The excellent pianist Mark Polesky, who wowed the crowd in City’s Balanchine production earlier this year, played the four movements on stage and was even more impressive this time around.  He had a grand piano instead of an electric keyboard, and the dancers connected to him.

On Saturday night, Lucas Ataide and Rony Lenin had wonderful lines and mood in the medieval sounding “Passepied” section with hands flexed and silent landings.

Bethany Green and Megan Jacobs were fascinating characters in the “Menuet.” Dressed in pink, the tall and powerful women eyed each other and crisscrossed to explore the playful main theme and mysterious middle section.

Ariana Gonzalez and Brian Heil danced the familiar “Clair de Lune” section with exceptional musicality. Heil is more than an attentive partner, and we enjoyed every sliding sequence across the floor and hearing their deep breaths.
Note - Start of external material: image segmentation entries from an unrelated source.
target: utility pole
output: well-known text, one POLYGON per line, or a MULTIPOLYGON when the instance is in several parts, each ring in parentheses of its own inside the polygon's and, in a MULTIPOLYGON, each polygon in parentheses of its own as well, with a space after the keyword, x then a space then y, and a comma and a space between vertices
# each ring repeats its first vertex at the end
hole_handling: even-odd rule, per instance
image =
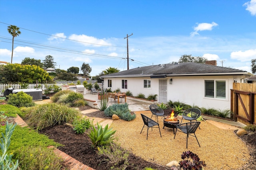
POLYGON ((132 33, 132 34, 128 36, 128 34, 127 34, 126 37, 124 38, 124 39, 126 38, 127 39, 127 70, 129 70, 129 50, 128 49, 128 37, 132 35, 133 34, 132 33))
POLYGON ((225 60, 223 60, 222 61, 220 61, 220 63, 221 63, 222 64, 222 66, 223 66, 223 62, 225 61, 225 60))

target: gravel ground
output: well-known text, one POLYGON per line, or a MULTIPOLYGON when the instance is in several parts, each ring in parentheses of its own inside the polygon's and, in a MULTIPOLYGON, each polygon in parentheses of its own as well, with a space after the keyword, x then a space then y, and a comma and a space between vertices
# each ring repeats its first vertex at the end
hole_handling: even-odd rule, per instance
MULTIPOLYGON (((201 129, 198 129, 196 135, 201 145, 199 147, 194 137, 188 138, 186 149, 186 135, 178 132, 175 139, 172 129, 165 127, 159 118, 162 137, 159 130, 149 129, 146 139, 147 129, 144 128, 140 112, 135 112, 136 118, 131 121, 123 120, 114 121, 111 127, 116 130, 115 135, 118 143, 146 160, 166 165, 172 160, 181 160, 183 152, 190 150, 198 154, 205 161, 204 170, 234 170, 246 164, 250 156, 245 143, 233 131, 221 129, 208 122, 202 121, 201 129)), ((150 117, 151 113, 144 113, 150 117)))

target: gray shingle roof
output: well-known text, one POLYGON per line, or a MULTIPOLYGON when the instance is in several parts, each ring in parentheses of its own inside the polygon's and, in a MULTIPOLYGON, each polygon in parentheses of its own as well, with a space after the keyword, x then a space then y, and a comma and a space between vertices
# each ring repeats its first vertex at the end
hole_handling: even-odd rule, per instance
MULTIPOLYGON (((150 66, 139 67, 118 72, 107 74, 101 77, 132 77, 178 75, 178 74, 202 75, 206 73, 221 74, 248 74, 244 70, 234 68, 215 66, 196 63, 182 63, 178 64, 166 64, 150 66)), ((153 78, 153 77, 152 77, 153 78)))

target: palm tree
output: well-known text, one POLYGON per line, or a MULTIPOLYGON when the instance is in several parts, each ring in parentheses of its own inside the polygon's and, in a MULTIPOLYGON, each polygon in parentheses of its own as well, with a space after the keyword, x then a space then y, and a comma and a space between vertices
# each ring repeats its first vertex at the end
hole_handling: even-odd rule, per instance
POLYGON ((103 71, 103 72, 104 72, 104 74, 109 74, 119 72, 119 71, 120 70, 118 69, 117 68, 109 67, 109 68, 106 69, 105 70, 103 71))
POLYGON ((12 36, 12 59, 11 60, 11 64, 12 63, 12 55, 13 55, 13 42, 14 39, 14 37, 19 36, 21 33, 21 32, 20 31, 20 28, 16 25, 11 25, 8 26, 7 29, 9 33, 12 36))

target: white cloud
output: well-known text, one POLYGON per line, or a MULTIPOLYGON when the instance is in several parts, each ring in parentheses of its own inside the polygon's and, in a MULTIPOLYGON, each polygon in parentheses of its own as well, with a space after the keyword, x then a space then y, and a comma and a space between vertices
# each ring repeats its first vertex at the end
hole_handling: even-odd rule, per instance
POLYGON ((1 56, 10 55, 12 55, 12 51, 7 49, 0 49, 0 54, 1 56))
POLYGON ((105 40, 102 39, 98 39, 93 37, 90 37, 85 35, 77 35, 72 34, 69 37, 69 39, 78 41, 82 43, 85 46, 94 46, 95 47, 100 47, 100 45, 111 45, 111 44, 107 43, 105 40))
POLYGON ((92 60, 88 57, 76 57, 74 61, 82 61, 86 63, 92 63, 92 60))
POLYGON ((204 55, 203 55, 203 57, 206 58, 209 61, 217 61, 220 59, 220 57, 219 57, 219 56, 216 54, 204 54, 204 55))
POLYGON ((231 59, 244 62, 250 61, 252 59, 256 59, 256 49, 232 52, 230 54, 231 59))
POLYGON ((190 35, 192 36, 194 36, 196 35, 199 35, 198 31, 208 30, 211 31, 212 29, 214 27, 216 27, 218 25, 218 24, 214 22, 212 22, 211 23, 196 23, 197 26, 195 27, 194 28, 194 30, 195 31, 194 32, 192 32, 190 33, 190 35))
POLYGON ((66 36, 64 35, 64 33, 56 33, 55 34, 53 34, 52 35, 52 36, 47 39, 49 41, 58 39, 60 41, 65 41, 65 39, 64 39, 66 38, 67 37, 66 36))
POLYGON ((18 46, 15 48, 14 50, 14 52, 16 53, 32 53, 35 52, 35 50, 33 48, 28 47, 20 47, 18 46))
POLYGON ((248 11, 252 15, 256 15, 256 0, 251 0, 243 5, 243 6, 246 7, 246 10, 248 11))

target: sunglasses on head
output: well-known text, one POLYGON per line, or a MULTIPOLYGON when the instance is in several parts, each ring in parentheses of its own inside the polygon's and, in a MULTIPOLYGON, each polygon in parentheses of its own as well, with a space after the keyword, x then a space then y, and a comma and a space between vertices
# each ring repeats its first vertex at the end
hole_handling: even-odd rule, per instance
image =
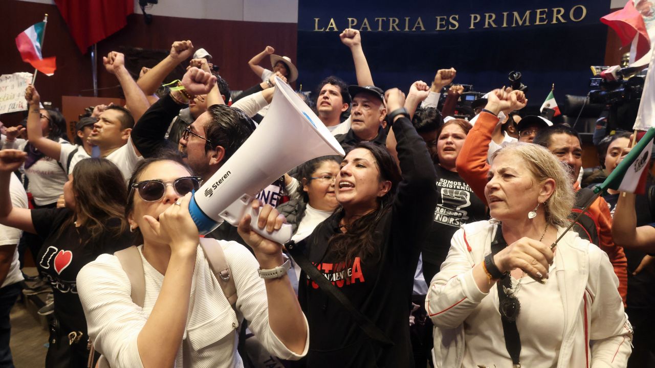
POLYGON ((176 193, 183 196, 192 191, 197 191, 200 187, 202 180, 202 178, 198 176, 183 176, 170 181, 159 179, 144 180, 131 185, 128 198, 132 198, 132 191, 136 189, 141 199, 147 202, 159 200, 163 198, 167 185, 172 185, 176 193))

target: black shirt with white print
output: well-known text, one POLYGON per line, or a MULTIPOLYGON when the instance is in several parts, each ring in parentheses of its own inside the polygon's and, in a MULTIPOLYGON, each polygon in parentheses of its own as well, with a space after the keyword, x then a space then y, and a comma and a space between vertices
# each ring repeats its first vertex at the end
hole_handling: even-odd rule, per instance
MULTIPOLYGON (((44 239, 39 251, 37 268, 41 276, 52 287, 54 315, 62 333, 82 331, 86 335, 86 320, 77 295, 75 278, 86 263, 102 253, 113 253, 132 245, 129 230, 120 237, 101 236, 94 244, 85 241, 89 234, 84 226, 70 225, 62 229, 66 220, 73 215, 67 208, 32 210, 32 223, 37 234, 44 239)), ((117 226, 119 220, 112 219, 107 227, 117 226)))

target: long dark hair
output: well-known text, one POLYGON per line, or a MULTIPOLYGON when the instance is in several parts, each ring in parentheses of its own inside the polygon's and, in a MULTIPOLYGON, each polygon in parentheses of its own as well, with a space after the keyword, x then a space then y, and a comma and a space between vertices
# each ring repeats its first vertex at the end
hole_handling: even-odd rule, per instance
MULTIPOLYGON (((328 241, 329 251, 339 259, 345 259, 346 265, 356 257, 363 259, 371 255, 380 256, 378 244, 383 240, 383 234, 375 231, 375 227, 391 210, 396 187, 402 179, 398 165, 385 148, 371 142, 362 142, 353 146, 348 152, 357 148, 364 148, 371 153, 380 171, 380 180, 391 181, 391 189, 386 194, 377 198, 377 208, 352 221, 346 232, 335 234, 328 241)), ((339 219, 344 215, 342 208, 337 214, 339 219)))
MULTIPOLYGON (((163 150, 159 153, 155 157, 150 157, 146 158, 143 161, 139 162, 136 167, 134 168, 134 171, 132 173, 132 176, 130 177, 130 182, 128 184, 127 187, 131 189, 132 185, 136 183, 139 180, 139 177, 143 172, 145 169, 148 168, 148 166, 151 165, 155 162, 159 162, 159 161, 171 161, 175 162, 178 165, 182 166, 187 171, 189 172, 191 175, 194 175, 193 170, 187 165, 182 158, 179 156, 179 155, 172 150, 163 150)), ((136 195, 136 190, 129 191, 126 197, 127 198, 126 203, 125 205, 124 210, 124 218, 128 218, 130 213, 132 212, 132 210, 134 209, 134 196, 136 195)), ((141 233, 141 230, 139 228, 134 229, 135 232, 135 237, 134 239, 134 245, 140 245, 143 244, 143 236, 141 233)))
MULTIPOLYGON (((113 162, 106 158, 77 162, 73 169, 73 193, 75 212, 86 219, 84 227, 90 235, 84 244, 93 246, 101 238, 119 238, 127 229, 123 215, 127 189, 121 170, 113 162)), ((60 231, 73 221, 71 216, 60 231)))

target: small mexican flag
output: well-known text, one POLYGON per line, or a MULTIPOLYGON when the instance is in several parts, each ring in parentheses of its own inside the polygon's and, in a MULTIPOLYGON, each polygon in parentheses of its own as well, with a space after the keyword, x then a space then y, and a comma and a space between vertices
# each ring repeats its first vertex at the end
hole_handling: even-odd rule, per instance
POLYGON ((555 101, 555 95, 553 94, 553 90, 550 90, 550 93, 548 94, 548 97, 546 98, 546 101, 541 105, 541 108, 539 109, 540 111, 543 111, 544 109, 552 109, 555 110, 555 115, 553 117, 556 117, 561 115, 561 113, 559 112, 559 107, 557 107, 557 103, 555 101))
POLYGON ((605 191, 609 188, 630 193, 644 194, 646 177, 650 160, 651 142, 655 137, 655 128, 651 128, 641 138, 639 143, 630 150, 623 160, 616 166, 612 174, 596 189, 605 191))
POLYGON ((45 22, 40 22, 23 31, 16 37, 16 46, 18 48, 18 52, 20 52, 20 57, 24 62, 29 63, 35 69, 46 75, 52 75, 57 69, 55 58, 44 59, 41 55, 45 24, 45 22))

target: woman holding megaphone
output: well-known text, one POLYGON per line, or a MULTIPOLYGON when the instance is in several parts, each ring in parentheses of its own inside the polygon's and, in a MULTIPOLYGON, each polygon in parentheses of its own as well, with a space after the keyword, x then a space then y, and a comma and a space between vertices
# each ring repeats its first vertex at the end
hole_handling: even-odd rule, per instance
POLYGON ((407 318, 421 236, 436 206, 436 174, 403 107, 404 94, 394 88, 386 100, 402 176, 384 147, 356 145, 337 174, 340 208, 293 246, 305 243, 306 258, 373 327, 365 332, 361 318, 356 322, 356 314, 319 288, 320 276, 309 279, 303 271, 299 299, 310 325, 307 367, 413 366, 407 318))
MULTIPOLYGON (((282 246, 253 231, 250 215, 238 230, 255 257, 234 242, 207 239, 199 246, 189 213, 199 181, 177 156, 145 160, 130 180, 126 213, 140 235, 138 266, 145 276, 140 303, 134 298, 139 285, 115 255, 98 257, 78 276, 89 335, 111 367, 242 367, 236 343, 244 318, 272 354, 297 359, 306 354, 307 323, 282 246), (210 247, 222 249, 227 277, 212 274, 210 247), (218 281, 230 278, 238 297, 231 307, 218 281)), ((253 202, 253 208, 260 229, 271 232, 284 222, 270 206, 259 208, 253 202)))

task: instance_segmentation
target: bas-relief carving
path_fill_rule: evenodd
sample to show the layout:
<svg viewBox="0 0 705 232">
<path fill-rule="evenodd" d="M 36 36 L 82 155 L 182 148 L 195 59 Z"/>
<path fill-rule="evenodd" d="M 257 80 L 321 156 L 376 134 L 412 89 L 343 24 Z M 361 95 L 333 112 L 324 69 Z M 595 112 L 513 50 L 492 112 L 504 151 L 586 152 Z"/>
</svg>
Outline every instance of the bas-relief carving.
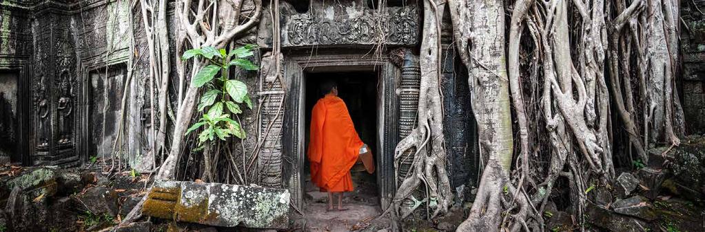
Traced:
<svg viewBox="0 0 705 232">
<path fill-rule="evenodd" d="M 74 94 L 73 80 L 68 70 L 61 71 L 59 75 L 59 100 L 56 114 L 59 120 L 59 140 L 57 144 L 70 144 L 73 135 Z"/>
<path fill-rule="evenodd" d="M 280 57 L 280 75 L 283 72 L 283 58 Z M 276 64 L 271 53 L 262 56 L 259 74 L 259 93 L 262 100 L 258 131 L 261 148 L 258 154 L 259 181 L 268 187 L 282 187 L 282 143 L 283 127 L 284 84 L 276 78 Z"/>
<path fill-rule="evenodd" d="M 370 8 L 360 1 L 326 3 L 312 0 L 305 13 L 298 13 L 286 2 L 280 5 L 283 46 L 314 45 L 413 46 L 419 41 L 419 11 L 410 4 L 388 7 L 385 12 Z M 271 19 L 262 20 L 262 25 Z M 269 27 L 267 27 L 269 28 Z M 259 42 L 271 44 L 271 32 L 260 28 Z"/>
<path fill-rule="evenodd" d="M 39 76 L 39 85 L 35 89 L 34 107 L 36 112 L 35 121 L 38 127 L 36 131 L 37 150 L 47 151 L 49 150 L 49 135 L 51 134 L 51 121 L 49 120 L 49 94 L 44 76 Z"/>
</svg>

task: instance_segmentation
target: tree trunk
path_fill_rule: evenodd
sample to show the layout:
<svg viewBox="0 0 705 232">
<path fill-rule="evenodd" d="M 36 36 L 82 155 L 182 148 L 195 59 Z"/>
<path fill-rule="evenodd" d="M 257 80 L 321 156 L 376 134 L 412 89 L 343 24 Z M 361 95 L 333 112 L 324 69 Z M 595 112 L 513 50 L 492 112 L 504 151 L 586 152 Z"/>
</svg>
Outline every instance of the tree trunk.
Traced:
<svg viewBox="0 0 705 232">
<path fill-rule="evenodd" d="M 501 222 L 503 189 L 509 188 L 513 153 L 504 8 L 498 0 L 449 4 L 455 44 L 468 70 L 480 153 L 489 157 L 470 214 L 458 231 L 494 231 Z"/>
</svg>

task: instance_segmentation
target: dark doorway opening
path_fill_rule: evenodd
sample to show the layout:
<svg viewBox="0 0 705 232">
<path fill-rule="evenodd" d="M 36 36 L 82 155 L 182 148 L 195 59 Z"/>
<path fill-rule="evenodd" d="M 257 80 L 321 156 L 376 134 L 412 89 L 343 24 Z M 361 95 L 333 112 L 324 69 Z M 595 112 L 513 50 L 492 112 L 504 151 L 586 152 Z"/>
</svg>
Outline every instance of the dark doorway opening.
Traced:
<svg viewBox="0 0 705 232">
<path fill-rule="evenodd" d="M 320 90 L 321 84 L 326 80 L 334 80 L 338 84 L 338 96 L 345 101 L 355 124 L 355 130 L 363 142 L 372 151 L 375 160 L 378 146 L 378 108 L 379 101 L 379 75 L 374 70 L 351 72 L 305 72 L 305 141 L 307 152 L 309 138 L 311 110 L 325 93 Z M 304 154 L 306 155 L 306 154 Z M 377 188 L 376 172 L 372 174 L 364 171 L 362 164 L 355 165 L 350 170 L 355 191 L 345 193 L 343 205 L 367 205 L 379 207 L 379 193 Z M 327 204 L 327 193 L 320 193 L 311 182 L 310 168 L 306 162 L 304 177 L 304 200 L 307 207 L 312 204 Z M 325 205 L 323 205 L 324 207 Z M 308 210 L 307 210 L 308 211 Z"/>
<path fill-rule="evenodd" d="M 0 72 L 0 159 L 20 162 L 19 105 L 17 72 Z"/>
<path fill-rule="evenodd" d="M 97 159 L 124 159 L 123 154 L 114 154 L 113 145 L 120 124 L 121 101 L 127 77 L 127 67 L 121 63 L 95 70 L 89 75 L 90 138 L 87 157 L 84 159 L 93 159 L 94 157 Z M 116 157 L 113 157 L 113 155 Z M 96 163 L 102 164 L 99 162 Z"/>
</svg>

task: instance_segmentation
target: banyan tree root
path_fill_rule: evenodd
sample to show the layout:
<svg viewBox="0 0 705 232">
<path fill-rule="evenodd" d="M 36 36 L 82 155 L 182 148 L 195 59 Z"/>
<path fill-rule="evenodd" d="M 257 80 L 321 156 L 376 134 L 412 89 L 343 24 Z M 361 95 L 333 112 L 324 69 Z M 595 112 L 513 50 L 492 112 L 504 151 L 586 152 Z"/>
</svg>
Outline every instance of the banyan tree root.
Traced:
<svg viewBox="0 0 705 232">
<path fill-rule="evenodd" d="M 392 205 L 386 212 L 400 211 L 400 203 L 423 183 L 426 193 L 427 213 L 430 217 L 448 212 L 453 202 L 450 181 L 446 172 L 446 148 L 443 134 L 443 99 L 440 83 L 440 20 L 445 4 L 434 0 L 424 2 L 423 40 L 419 63 L 421 86 L 419 95 L 418 125 L 395 149 L 395 165 L 398 167 L 402 155 L 415 150 L 411 167 L 397 190 Z M 398 170 L 398 169 L 396 169 Z M 429 210 L 433 210 L 431 213 Z M 404 212 L 402 217 L 410 214 Z"/>
<path fill-rule="evenodd" d="M 253 0 L 255 8 L 252 15 L 249 15 L 248 20 L 240 23 L 243 2 L 244 0 L 179 1 L 176 3 L 176 13 L 183 29 L 180 32 L 186 34 L 185 37 L 193 48 L 209 46 L 216 49 L 225 48 L 233 39 L 242 36 L 259 21 L 262 14 L 262 1 Z M 202 61 L 194 61 L 191 75 L 198 73 L 205 65 Z M 189 86 L 186 89 L 177 111 L 168 156 L 155 176 L 158 179 L 173 178 L 179 155 L 184 150 L 183 134 L 191 122 L 198 94 L 197 88 Z"/>
<path fill-rule="evenodd" d="M 204 46 L 226 48 L 234 39 L 242 36 L 255 26 L 259 20 L 262 14 L 262 1 L 252 0 L 255 10 L 252 15 L 245 17 L 247 20 L 240 22 L 240 13 L 244 1 L 245 0 L 178 1 L 176 3 L 175 13 L 178 20 L 178 24 L 182 29 L 179 30 L 180 34 L 178 37 L 185 38 L 192 48 Z M 168 44 L 164 44 L 168 46 Z M 179 49 L 180 49 L 183 48 Z M 206 65 L 207 63 L 202 60 L 194 61 L 191 65 L 190 74 L 196 75 Z M 198 101 L 198 88 L 187 84 L 183 78 L 180 78 L 179 81 L 180 86 L 188 86 L 188 87 L 183 95 L 183 99 L 179 99 L 181 101 L 177 109 L 172 144 L 168 155 L 154 176 L 156 179 L 171 179 L 174 177 L 179 155 L 185 150 L 183 135 L 192 120 L 194 110 Z M 140 217 L 142 202 L 144 202 L 146 198 L 145 195 L 140 203 L 133 208 L 128 214 L 128 217 L 121 222 L 121 226 Z"/>
<path fill-rule="evenodd" d="M 503 6 L 501 1 L 450 1 L 449 4 L 455 44 L 467 67 L 473 93 L 471 105 L 477 120 L 480 153 L 488 157 L 470 214 L 458 231 L 496 231 L 503 221 L 501 212 L 509 209 L 517 212 L 511 217 L 519 223 L 511 228 L 518 230 L 529 211 L 521 188 L 509 181 L 513 140 Z"/>
</svg>

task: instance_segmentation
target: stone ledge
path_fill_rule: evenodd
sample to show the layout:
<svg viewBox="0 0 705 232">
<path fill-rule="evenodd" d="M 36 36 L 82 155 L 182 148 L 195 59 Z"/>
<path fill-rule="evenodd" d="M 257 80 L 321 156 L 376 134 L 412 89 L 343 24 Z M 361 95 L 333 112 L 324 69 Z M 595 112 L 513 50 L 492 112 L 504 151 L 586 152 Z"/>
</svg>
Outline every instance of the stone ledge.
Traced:
<svg viewBox="0 0 705 232">
<path fill-rule="evenodd" d="M 142 212 L 211 226 L 282 229 L 288 226 L 289 198 L 281 188 L 157 181 Z"/>
</svg>

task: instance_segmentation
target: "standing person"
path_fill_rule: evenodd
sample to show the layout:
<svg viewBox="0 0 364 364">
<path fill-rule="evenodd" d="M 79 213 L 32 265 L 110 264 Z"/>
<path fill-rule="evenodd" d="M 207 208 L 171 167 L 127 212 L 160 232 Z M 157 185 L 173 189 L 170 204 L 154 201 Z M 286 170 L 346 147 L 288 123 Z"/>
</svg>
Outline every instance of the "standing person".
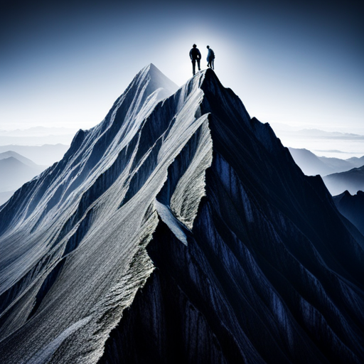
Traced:
<svg viewBox="0 0 364 364">
<path fill-rule="evenodd" d="M 207 46 L 207 48 L 208 49 L 208 58 L 206 59 L 208 61 L 208 67 L 210 67 L 213 70 L 215 65 L 215 53 L 209 46 Z"/>
<path fill-rule="evenodd" d="M 201 53 L 200 53 L 200 50 L 198 50 L 198 48 L 196 47 L 197 46 L 193 44 L 193 46 L 192 46 L 192 49 L 190 50 L 190 58 L 192 62 L 192 73 L 193 75 L 195 75 L 196 73 L 196 60 L 198 70 L 200 70 L 200 60 L 201 59 Z"/>
</svg>

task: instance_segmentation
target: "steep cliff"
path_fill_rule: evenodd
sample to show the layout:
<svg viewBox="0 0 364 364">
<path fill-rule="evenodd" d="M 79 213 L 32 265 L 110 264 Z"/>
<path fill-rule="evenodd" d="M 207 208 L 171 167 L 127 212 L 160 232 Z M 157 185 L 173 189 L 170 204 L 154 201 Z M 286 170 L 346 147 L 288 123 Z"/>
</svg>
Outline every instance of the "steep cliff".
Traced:
<svg viewBox="0 0 364 364">
<path fill-rule="evenodd" d="M 4 363 L 363 361 L 364 237 L 213 70 L 173 87 L 1 208 Z"/>
</svg>

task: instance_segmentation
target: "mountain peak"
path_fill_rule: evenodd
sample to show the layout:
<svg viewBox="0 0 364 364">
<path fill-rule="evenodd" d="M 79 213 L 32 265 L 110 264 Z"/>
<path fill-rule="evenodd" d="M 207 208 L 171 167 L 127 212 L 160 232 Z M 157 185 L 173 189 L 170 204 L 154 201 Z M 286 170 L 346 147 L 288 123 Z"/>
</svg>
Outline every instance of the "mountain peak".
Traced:
<svg viewBox="0 0 364 364">
<path fill-rule="evenodd" d="M 363 362 L 364 237 L 213 70 L 176 87 L 0 208 L 2 363 Z"/>
</svg>

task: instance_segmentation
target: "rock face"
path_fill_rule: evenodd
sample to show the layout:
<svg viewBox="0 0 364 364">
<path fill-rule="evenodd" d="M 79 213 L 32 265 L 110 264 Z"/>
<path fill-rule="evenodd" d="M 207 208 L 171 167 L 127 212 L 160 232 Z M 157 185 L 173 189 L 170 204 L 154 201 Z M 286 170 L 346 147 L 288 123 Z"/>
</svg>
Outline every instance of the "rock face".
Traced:
<svg viewBox="0 0 364 364">
<path fill-rule="evenodd" d="M 333 199 L 338 210 L 364 235 L 364 192 L 352 196 L 346 191 Z"/>
<path fill-rule="evenodd" d="M 175 91 L 143 69 L 1 208 L 4 363 L 363 362 L 364 237 L 213 70 Z"/>
</svg>

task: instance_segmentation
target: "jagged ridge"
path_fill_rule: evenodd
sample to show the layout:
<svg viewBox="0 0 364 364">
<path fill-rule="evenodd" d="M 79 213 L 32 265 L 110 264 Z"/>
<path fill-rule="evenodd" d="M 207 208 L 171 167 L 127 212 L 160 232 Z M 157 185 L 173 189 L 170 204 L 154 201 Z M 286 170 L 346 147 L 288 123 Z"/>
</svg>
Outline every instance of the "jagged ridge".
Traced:
<svg viewBox="0 0 364 364">
<path fill-rule="evenodd" d="M 52 259 L 8 289 L 3 358 L 43 358 L 50 345 L 50 363 L 359 363 L 364 238 L 322 180 L 212 70 L 159 102 L 150 73 L 41 177 L 63 173 L 62 193 L 44 195 L 60 211 L 42 201 L 18 228 Z M 16 238 L 9 228 L 0 247 Z M 19 341 L 32 349 L 10 353 Z"/>
</svg>

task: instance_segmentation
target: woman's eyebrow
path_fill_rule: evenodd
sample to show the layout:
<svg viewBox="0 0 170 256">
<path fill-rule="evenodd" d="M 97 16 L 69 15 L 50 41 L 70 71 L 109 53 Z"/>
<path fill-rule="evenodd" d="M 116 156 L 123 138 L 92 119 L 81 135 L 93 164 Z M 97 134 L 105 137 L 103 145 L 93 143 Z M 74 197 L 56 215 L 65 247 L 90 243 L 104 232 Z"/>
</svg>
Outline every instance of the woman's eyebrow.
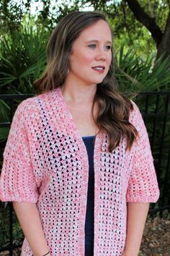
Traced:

In Battu, one man and five women performed to the snare drum solo, “Tchik” by French percussionist Nicolas Martynciow. As drummer Adam Larocca pounded out rhythms from the choir box to our right, Ryosuke Ogura (alternating with Rony Lewis, Friday) led the ladies in youthful frolicking reminiscent of beach volleyball. The ladies flipped their ponytails and while expressions weren’t always in sync, it was a treat to watch Ogura break free from the typical ballet routine and fly in wild syncopation.

City Ballet of San Diego begins its 27th season with Carmina Burana, choreographed by Geoff Gonzalez, with Pacific Coast Chorale, Nov. 1-3, 2019. Also, Elizabeth Wistrich’s Straw Feet.